Manque de pédagogie et d’anticipation

Problème : « Il n’y a pas assez de pédagogie et d’anticipation de la part des autorités, répète le Dr Davido. Personne ne peut dire le nombre de contaminations cette semaine, puisqu’on n’a plus d’outils de surveillance. C’est compliqué pour inciter la population à se faire vacciner, quand on ne peut même pas quantifier la menace sanitaire, même à l’hôpital ! En ce moment, au sein de l’AP-HP, il y a de grands débats pour savoir si nous, les soignants, remettrons le masque à l’hôpital en cas de reprise de triple épidémie de Covid-19, grippe saisonnière et bronchiolite, alors que celle vécue l’année dernière a mis l’hôpital en surtension. C’est tout sauf de la prévention, ça ! »

D’ailleurs, pour Sophie, 45 ans, cette campagne de rappel démarre trop tard : « Mes proches et moi aurions voulu nous faire vacciner quinze jours plus tôt. Pourquoi avoir attendu alors qu’on sait que la rentrée favorise les hausses de contaminations et que la vague était signalée fin août ? Pour mon mari et moi, c’est trop tard, nous l’avons attrapé cette semaine, bien que vigilants car fragiles. Quant à nos parents, ils voulaient prendre rendez-vous au plus tôt mais la pharmacienne attend toujours les vaccins ».

« On a déjà un mois de retard sur la campagne de rappel, abonde le Dr Davido. Elle aurait dû démarrer début septembre, en amont de la reprise épidémique. Aujourd’hui, il n’y a pas de mesures de freinage, pas de suivi des contaminations, pas de gestes barrières, pas de vaccination précoce, et trop peu de communication. Pourquoi les autorités sanitaires, qui prônent le "vivre avec le virus", n’ont-elles pas réussi à mettre en place les mêmes actions de communication et de prévention que pour la grippe, pour laquelle les patients ne se posent pas la question de se faire vacciner ou non, ils le font. Beaucoup de patients s’interrogent sur l’intérêt d’un rappel anti-Covid alors qu’ils sont à risque. Beaucoup ont perdu de vue l’intérêt de cette vaccination : se protéger contre les formes graves et alléger le fardeau que le Covid-19 fait peser sur l’hôpital et les urgences ».

Un vaccin « mis à jour »

« On a pourtant un vaccin mis à jour et efficace, une réponse sur mesure face au virus », souligne l’infectiologue. Une nouvelle qui trouve malgré tout un écho auprès de nombreux lecteurs et lectrices éligibles au vaccin. A l’instar de Catherine, 58 ans : « Je serai devant la porte le 2 octobre ! » Et de Francine, 78 ans : « Je me fais vacciner contre la grippe depuis dix ans et je me ferai vacciner contre le Covid, étant donné que j’ai reçu quatre doses et que je n’ai jamais eu le virus ».
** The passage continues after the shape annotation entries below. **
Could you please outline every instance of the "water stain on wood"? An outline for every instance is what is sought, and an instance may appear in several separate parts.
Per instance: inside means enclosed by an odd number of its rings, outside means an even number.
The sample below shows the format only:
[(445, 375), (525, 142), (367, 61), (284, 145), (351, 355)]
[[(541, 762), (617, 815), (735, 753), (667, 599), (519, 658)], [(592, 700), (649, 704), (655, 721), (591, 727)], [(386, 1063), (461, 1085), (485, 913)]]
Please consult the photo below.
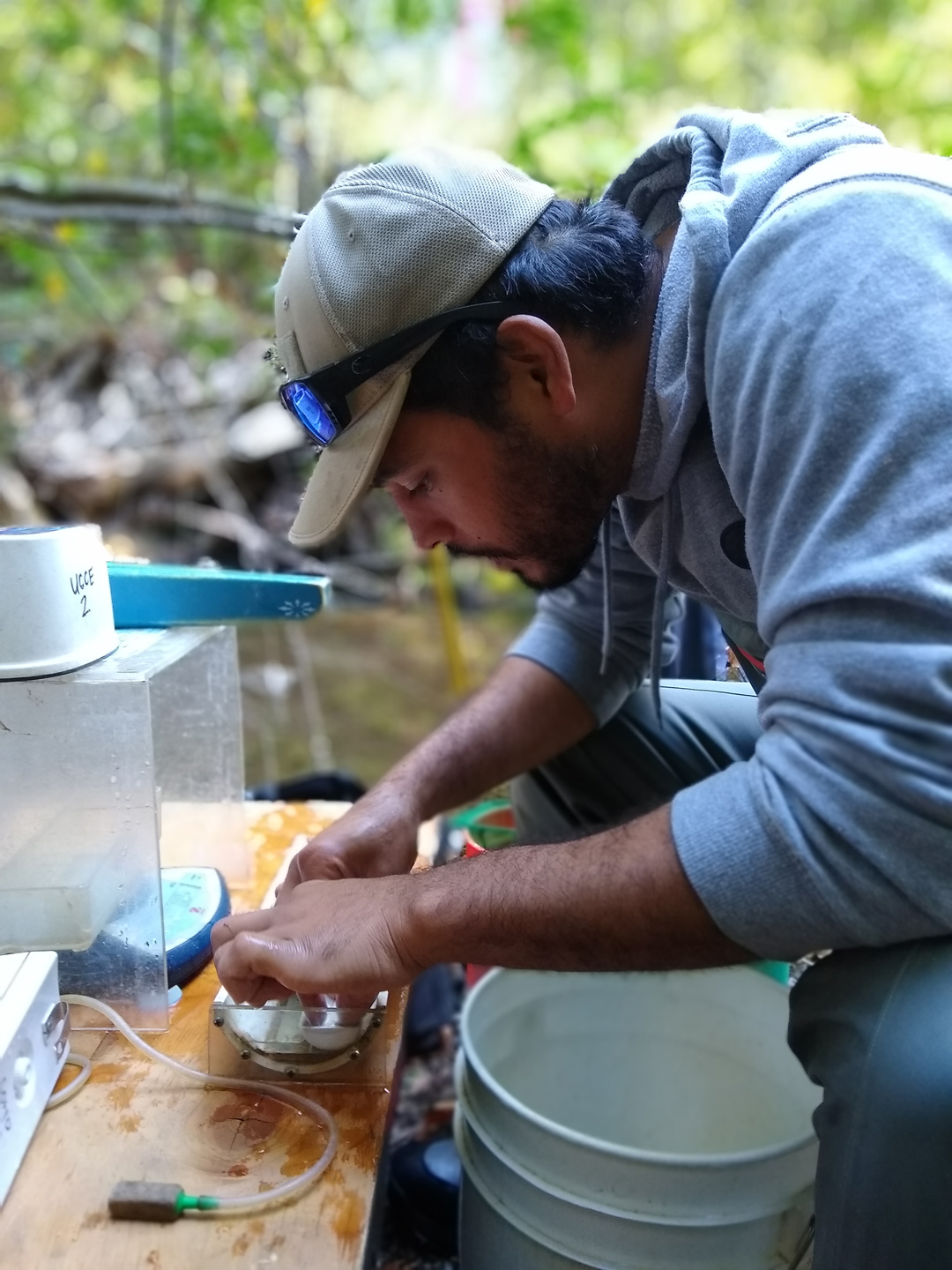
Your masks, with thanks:
[(354, 1190), (335, 1195), (331, 1203), (330, 1228), (336, 1236), (341, 1253), (353, 1259), (359, 1252), (367, 1205)]
[(89, 1073), (89, 1083), (108, 1085), (109, 1081), (126, 1074), (124, 1063), (93, 1063), (93, 1071)]
[(260, 1093), (236, 1092), (206, 1121), (220, 1149), (251, 1148), (272, 1137), (282, 1120), (282, 1107)]

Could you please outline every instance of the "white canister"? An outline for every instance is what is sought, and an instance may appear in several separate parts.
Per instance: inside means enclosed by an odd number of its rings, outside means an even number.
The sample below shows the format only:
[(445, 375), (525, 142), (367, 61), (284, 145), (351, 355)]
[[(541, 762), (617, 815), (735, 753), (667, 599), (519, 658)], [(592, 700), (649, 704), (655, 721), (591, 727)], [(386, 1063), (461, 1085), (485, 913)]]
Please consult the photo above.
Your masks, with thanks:
[(77, 671), (117, 646), (99, 526), (0, 528), (0, 679)]

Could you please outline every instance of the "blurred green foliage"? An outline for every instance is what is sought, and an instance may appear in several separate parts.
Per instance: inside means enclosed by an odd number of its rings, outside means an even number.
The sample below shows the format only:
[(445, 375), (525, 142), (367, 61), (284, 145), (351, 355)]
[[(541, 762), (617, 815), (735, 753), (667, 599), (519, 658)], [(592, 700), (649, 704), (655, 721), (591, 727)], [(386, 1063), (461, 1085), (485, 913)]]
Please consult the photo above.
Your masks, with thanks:
[[(306, 210), (418, 141), (598, 190), (696, 102), (852, 110), (952, 152), (952, 0), (4, 0), (0, 175)], [(9, 363), (90, 321), (198, 356), (264, 334), (283, 246), (0, 221)]]

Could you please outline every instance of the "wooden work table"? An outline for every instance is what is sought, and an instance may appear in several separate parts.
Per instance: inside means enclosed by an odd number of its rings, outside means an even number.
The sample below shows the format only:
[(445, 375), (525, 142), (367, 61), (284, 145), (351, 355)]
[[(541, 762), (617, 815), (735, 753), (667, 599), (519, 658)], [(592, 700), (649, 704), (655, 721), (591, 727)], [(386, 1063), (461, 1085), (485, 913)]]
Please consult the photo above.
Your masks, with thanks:
[[(235, 909), (260, 904), (288, 848), (326, 827), (340, 804), (249, 804), (250, 885)], [(213, 966), (189, 983), (168, 1033), (147, 1039), (207, 1071)], [(192, 1194), (264, 1190), (303, 1172), (324, 1133), (292, 1107), (245, 1091), (203, 1090), (140, 1055), (116, 1034), (74, 1033), (93, 1059), (85, 1088), (48, 1111), (0, 1209), (3, 1270), (357, 1270), (364, 1262), (405, 994), (385, 1022), (387, 1087), (301, 1085), (334, 1114), (340, 1147), (324, 1177), (296, 1203), (234, 1218), (170, 1226), (113, 1222), (107, 1199), (122, 1179), (178, 1182)], [(76, 1074), (67, 1067), (66, 1080)], [(249, 1076), (254, 1073), (249, 1072)]]

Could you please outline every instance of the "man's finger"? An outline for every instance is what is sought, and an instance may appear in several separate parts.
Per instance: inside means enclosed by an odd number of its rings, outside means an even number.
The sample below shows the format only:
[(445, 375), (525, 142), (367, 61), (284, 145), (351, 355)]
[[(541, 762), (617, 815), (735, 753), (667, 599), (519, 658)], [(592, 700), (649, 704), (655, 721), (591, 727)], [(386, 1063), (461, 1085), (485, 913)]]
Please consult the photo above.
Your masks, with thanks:
[(263, 931), (273, 921), (272, 909), (255, 908), (250, 913), (230, 913), (212, 927), (212, 952), (234, 940), (242, 931)]

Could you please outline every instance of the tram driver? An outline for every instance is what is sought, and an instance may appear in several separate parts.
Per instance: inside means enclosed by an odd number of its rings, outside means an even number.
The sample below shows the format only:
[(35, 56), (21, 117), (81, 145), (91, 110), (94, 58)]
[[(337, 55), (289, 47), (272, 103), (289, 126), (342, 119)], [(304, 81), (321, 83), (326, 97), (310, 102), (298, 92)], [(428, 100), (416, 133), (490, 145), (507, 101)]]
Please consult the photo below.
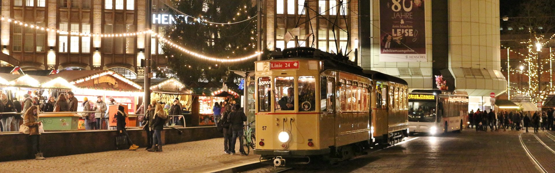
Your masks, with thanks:
[(295, 109), (295, 97), (294, 96), (294, 90), (293, 87), (289, 87), (287, 89), (287, 96), (281, 98), (278, 103), (279, 104), (281, 110), (293, 110)]

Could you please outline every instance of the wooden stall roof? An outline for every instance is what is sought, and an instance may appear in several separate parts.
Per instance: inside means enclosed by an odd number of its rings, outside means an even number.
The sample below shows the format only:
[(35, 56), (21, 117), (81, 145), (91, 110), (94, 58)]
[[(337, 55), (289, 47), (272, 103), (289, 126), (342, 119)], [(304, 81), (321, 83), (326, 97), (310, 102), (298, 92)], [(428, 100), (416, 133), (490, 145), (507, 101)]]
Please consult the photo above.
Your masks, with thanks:
[(62, 78), (80, 88), (125, 90), (143, 89), (140, 85), (112, 70), (65, 70), (48, 77)]
[[(133, 81), (144, 85), (144, 79), (135, 79)], [(191, 94), (187, 85), (175, 78), (150, 79), (150, 90), (153, 91), (170, 92), (181, 94)]]

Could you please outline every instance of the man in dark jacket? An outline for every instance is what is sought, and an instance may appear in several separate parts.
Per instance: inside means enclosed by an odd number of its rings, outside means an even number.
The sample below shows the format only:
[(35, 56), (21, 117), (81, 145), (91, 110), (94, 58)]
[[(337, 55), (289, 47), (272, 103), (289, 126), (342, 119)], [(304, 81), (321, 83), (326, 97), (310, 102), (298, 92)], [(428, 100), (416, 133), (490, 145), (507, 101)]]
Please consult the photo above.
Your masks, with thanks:
[(520, 114), (518, 113), (515, 113), (513, 114), (513, 124), (514, 124), (514, 129), (517, 130), (520, 130)]
[(497, 128), (497, 125), (496, 125), (496, 122), (497, 122), (497, 120), (495, 118), (495, 113), (493, 112), (493, 110), (490, 109), (490, 113), (488, 113), (488, 120), (490, 121), (490, 128), (491, 131), (493, 131), (493, 127)]
[(474, 113), (474, 125), (476, 126), (476, 131), (482, 129), (480, 126), (481, 121), (482, 121), (482, 113), (480, 112), (480, 109), (478, 109), (478, 110)]
[(68, 111), (77, 111), (77, 107), (79, 106), (79, 101), (75, 98), (75, 94), (73, 92), (68, 92)]
[(235, 154), (235, 143), (237, 141), (237, 138), (239, 138), (239, 152), (241, 155), (245, 155), (245, 150), (243, 149), (243, 122), (246, 121), (246, 115), (242, 111), (240, 111), (241, 105), (235, 105), (233, 107), (233, 111), (229, 114), (228, 118), (228, 122), (231, 124), (231, 129), (233, 130), (231, 137), (231, 144), (229, 146), (229, 152), (231, 154)]
[(472, 125), (474, 125), (473, 116), (474, 116), (474, 109), (472, 109), (472, 110), (470, 111), (470, 113), (468, 113), (468, 122), (470, 122), (470, 124), (468, 125), (468, 128), (472, 128)]
[(547, 130), (553, 130), (553, 110), (549, 109), (547, 110)]
[(230, 124), (228, 121), (228, 118), (229, 117), (229, 113), (231, 110), (227, 110), (221, 114), (221, 119), (220, 120), (223, 123), (224, 126), (224, 152), (226, 154), (231, 154), (229, 151), (229, 146), (231, 145), (231, 136), (233, 135), (233, 130), (229, 126)]
[[(174, 105), (171, 106), (170, 108), (170, 115), (181, 115), (181, 106), (179, 104), (179, 101), (177, 100), (174, 100)], [(180, 120), (181, 116), (172, 116), (173, 118), (173, 124), (176, 125), (183, 125), (181, 124), (181, 121)]]
[(523, 126), (526, 128), (526, 133), (528, 133), (528, 127), (530, 126), (530, 116), (528, 115), (524, 115), (522, 121), (524, 123)]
Idem pour Marie-Line, infirmière retraitée de 64 ans : « Je suis quatre fois vaccinée et je n’ai jamais eu le Covid. Je vais faire mon rappel, et je remettrai le masque si besoin ». Une prudence qu’applique aussi Éric, 55 ans : « Ayant plusieurs pathologies – infarctus, stents, embolie pulmonaire – le Covid reste dangereux pour moi ».

« Sont éligibles au vaccin les personnes à risque de forme grave, rappelle le Dr Davido, ainsi que leur entourage. On a tous les moyens nécessaires pour se protéger, à nous de faire ce qu’il faut pour que cette campagne soit efficace ».